Leveraging our extensive expertise in control technology and system automation, we can implement any specific requirements into the boundary conditions of your simulations. Our team is adept at developing dynamic, adaptive boundary conditions that respond to evolving internal and external factors. This capability ensures that your simulations remain accurate and reliable, even under intricate and variable operating scenarios.
In the shown example, we programmed a regulator for the stabilisation of a highly volatile turbulent flame front.
The hidden potential behind active calculation control
Traditionally, the computational simulation process requires you to predetermine critical parameters such as numerical schemes, convergence criteria, time steps, and total running time before initiating the simulation. This fixed approach can limit flexibility and may not account for evolving conditions within the simulation, potentially affecting both accuracy and efficiency.
We offer a dynamic solution where these settings are adjustable in real-time during the simulation. By implementing adaptive algorithms and control strategies, we enable the simulation parameters to automatically adjust in response to the evolving computational needs and physical behaviors observed. This adaptive methodology enhances the stability and quality of the results by optimizing settings on the fly.

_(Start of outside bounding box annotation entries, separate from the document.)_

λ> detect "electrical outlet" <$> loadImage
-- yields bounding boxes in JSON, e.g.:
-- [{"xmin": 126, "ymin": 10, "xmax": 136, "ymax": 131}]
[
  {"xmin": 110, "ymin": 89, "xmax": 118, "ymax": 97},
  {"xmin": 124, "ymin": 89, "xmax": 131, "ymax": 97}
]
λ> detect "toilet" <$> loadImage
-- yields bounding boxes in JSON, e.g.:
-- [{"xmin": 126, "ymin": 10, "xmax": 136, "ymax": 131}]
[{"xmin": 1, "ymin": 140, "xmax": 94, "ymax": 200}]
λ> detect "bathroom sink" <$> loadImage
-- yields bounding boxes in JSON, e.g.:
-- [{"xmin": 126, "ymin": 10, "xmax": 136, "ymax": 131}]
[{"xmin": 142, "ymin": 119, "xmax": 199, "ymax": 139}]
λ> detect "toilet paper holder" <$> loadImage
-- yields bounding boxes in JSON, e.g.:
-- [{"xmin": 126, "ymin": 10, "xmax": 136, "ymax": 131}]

Moreover, this approach can significantly conserve computational resources by allocating them more efficiently and avoiding unnecessary calculations. By tailoring simulation parameters dynamically, we achieve high-fidelity results while minimizing computational costs.
Our expertise in advanced numerical methods and real-time simulation control allows us to seamlessly integrate this adaptive framework into your workflows. By combining deep knowledge of computational physics with cutting-edge automation techniques, we help you achieve superior simulation outcomes that are both accurate and resource-efficient.
How to make postprocessing less annoying and more interesting
No matter how you intend to use your simulation results, streamlining the analysis workflow is essential for maximizing efficiency and productivity. If your daily responsibilities include regular documentation and reporting of simulation outcomes, we can equip you with customized visualization scripts that automatically generate all the necessary results.
For those conducting variation or parametric studies, you require more than just visualizing results—you need an additional layer of statistical analysis to interpret the vast amounts of generated data effectively. We offer advanced tools that extract only the relevant information from large data sets, analyzing and presenting it in various statistical formats. This enables you to uncover trends, correlations, and insights that might otherwise remain hidden.
Furthermore, we leverage cutting-edge machine learning methods to draw conclusions that can lead to improved simulation settings. By incorporating machine learning into your analysis workflow, we can help create an optimization loop that continually refines your simulation parameters for enhanced performance.
This very simple graphic is the result of a series of high-fidelity simulations which took a lot of effort and provided data in over a dozen dimensions. However by applying a series of automation algorythms a hideous analyis of all the data by hand was not necessary. Instead the system ran through all the data points, simulation cases and phsical fields by itself, filtered it and gave out a few best-practice recommendations about the most relevant correlations. Weeks of work has been reduced to a few hours. Automation is truly amazing.